Cox was then was released in April 2010 without standing trial. The Associated Press reports that Kim Cox then was granted a restraining order against her estranged husband, so she moved with her children to her sister’s home.

That’s where Cox found her on the day she died. He shot his way into the home. Kim’s sister Kristie Salmon was able to grab one of Kim’s sons and escape to a neighbor’s house. As police tried to talk them out, Cox kept Kim and the two children hostage for eight hours. Kim Cox was dead when they finally ended the standoff.

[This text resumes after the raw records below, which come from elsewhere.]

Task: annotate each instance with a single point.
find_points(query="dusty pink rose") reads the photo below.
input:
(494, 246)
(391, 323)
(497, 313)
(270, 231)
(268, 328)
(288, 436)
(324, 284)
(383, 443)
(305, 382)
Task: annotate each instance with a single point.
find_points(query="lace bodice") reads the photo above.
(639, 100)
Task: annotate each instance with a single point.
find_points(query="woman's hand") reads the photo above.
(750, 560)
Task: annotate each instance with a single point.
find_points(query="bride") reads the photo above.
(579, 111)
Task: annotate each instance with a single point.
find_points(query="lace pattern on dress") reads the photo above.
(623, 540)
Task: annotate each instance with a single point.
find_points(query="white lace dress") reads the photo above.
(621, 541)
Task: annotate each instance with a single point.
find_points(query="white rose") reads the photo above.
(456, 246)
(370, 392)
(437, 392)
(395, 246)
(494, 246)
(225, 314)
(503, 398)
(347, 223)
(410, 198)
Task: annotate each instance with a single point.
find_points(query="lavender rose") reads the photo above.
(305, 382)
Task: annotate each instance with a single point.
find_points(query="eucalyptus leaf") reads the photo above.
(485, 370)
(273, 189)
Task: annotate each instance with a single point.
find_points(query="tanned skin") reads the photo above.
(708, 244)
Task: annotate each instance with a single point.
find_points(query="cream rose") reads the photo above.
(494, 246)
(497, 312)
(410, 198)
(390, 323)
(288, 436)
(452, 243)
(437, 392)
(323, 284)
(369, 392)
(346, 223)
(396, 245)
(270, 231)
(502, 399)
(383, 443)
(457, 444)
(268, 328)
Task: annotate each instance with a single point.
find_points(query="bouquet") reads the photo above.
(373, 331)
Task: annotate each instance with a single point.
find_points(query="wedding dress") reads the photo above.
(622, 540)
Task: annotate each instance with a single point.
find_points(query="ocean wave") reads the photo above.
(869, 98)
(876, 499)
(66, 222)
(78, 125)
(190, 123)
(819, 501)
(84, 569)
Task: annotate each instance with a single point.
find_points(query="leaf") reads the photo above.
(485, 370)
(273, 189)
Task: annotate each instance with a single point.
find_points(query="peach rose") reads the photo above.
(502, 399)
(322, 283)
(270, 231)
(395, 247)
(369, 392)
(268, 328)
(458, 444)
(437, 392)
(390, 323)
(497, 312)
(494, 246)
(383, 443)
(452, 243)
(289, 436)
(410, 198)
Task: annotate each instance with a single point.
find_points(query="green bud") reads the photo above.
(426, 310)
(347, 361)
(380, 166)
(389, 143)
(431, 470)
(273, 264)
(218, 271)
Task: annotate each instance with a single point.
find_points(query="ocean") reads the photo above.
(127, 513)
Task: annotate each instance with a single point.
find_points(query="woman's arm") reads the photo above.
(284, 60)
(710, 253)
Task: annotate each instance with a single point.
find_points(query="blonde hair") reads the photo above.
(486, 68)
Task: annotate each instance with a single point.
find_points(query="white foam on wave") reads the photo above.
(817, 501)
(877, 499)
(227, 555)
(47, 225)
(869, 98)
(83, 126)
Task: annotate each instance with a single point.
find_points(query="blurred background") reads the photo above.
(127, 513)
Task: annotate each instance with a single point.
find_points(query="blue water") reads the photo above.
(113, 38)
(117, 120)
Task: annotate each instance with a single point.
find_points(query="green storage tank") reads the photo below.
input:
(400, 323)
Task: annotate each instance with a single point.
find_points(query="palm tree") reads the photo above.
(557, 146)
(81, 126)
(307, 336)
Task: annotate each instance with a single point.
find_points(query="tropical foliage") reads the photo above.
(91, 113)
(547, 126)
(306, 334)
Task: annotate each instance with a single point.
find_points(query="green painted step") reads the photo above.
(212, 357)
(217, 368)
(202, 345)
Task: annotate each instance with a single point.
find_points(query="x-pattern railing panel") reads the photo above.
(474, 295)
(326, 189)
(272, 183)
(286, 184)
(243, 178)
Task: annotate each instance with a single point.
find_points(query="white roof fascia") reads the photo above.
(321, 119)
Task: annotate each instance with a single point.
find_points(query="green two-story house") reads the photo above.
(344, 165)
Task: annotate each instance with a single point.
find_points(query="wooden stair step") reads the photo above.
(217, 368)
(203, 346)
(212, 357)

Recently Cox stopped fighting the death penalty, rescinded his appeals, and asked the court to allow the process to carry through. In his filings, he referred to himself as “worthy of death.”

Cox is scheduled to die by lethal injection tonight at 6 p.m. at the Mississippi State Penitentiary at Parchman.

Lindsey Kirk spoke to the press for the first time last week in an extended interview with the Daily Journal. Darkhorse Press usually does not identify the victims of sexual assault.

“I’m not ashamed to talk about it,” she told the Daily Journal. “It’s my life. I lived it.”

Governor Tate Reeves has announced will not be granting clemency or delaying the execution, even though family members suspect him in the 2007 disappearance of his sister in law, Felicia Cox. Groups such as Death Penalty Action and The Action Network have petitioned to have the execution overturned, calling the execution “State-sponsored suicide.”

Cox pleaded guilty in 2012 to capital murder in the shooting death of Kim Cox, and to several other charges including the sexual assault of his stepdaughter. He was given the death penalty.

That same year, six executions were scheduled. Cox’s will mark the first in Mississippi in nine years.

“I don’t think it will bring any closure. I don’t think I could ever forgive him for what he did,” Kirk told the Daily Journal. “He took a lot from all of us. But I don’t want to hate him for it.”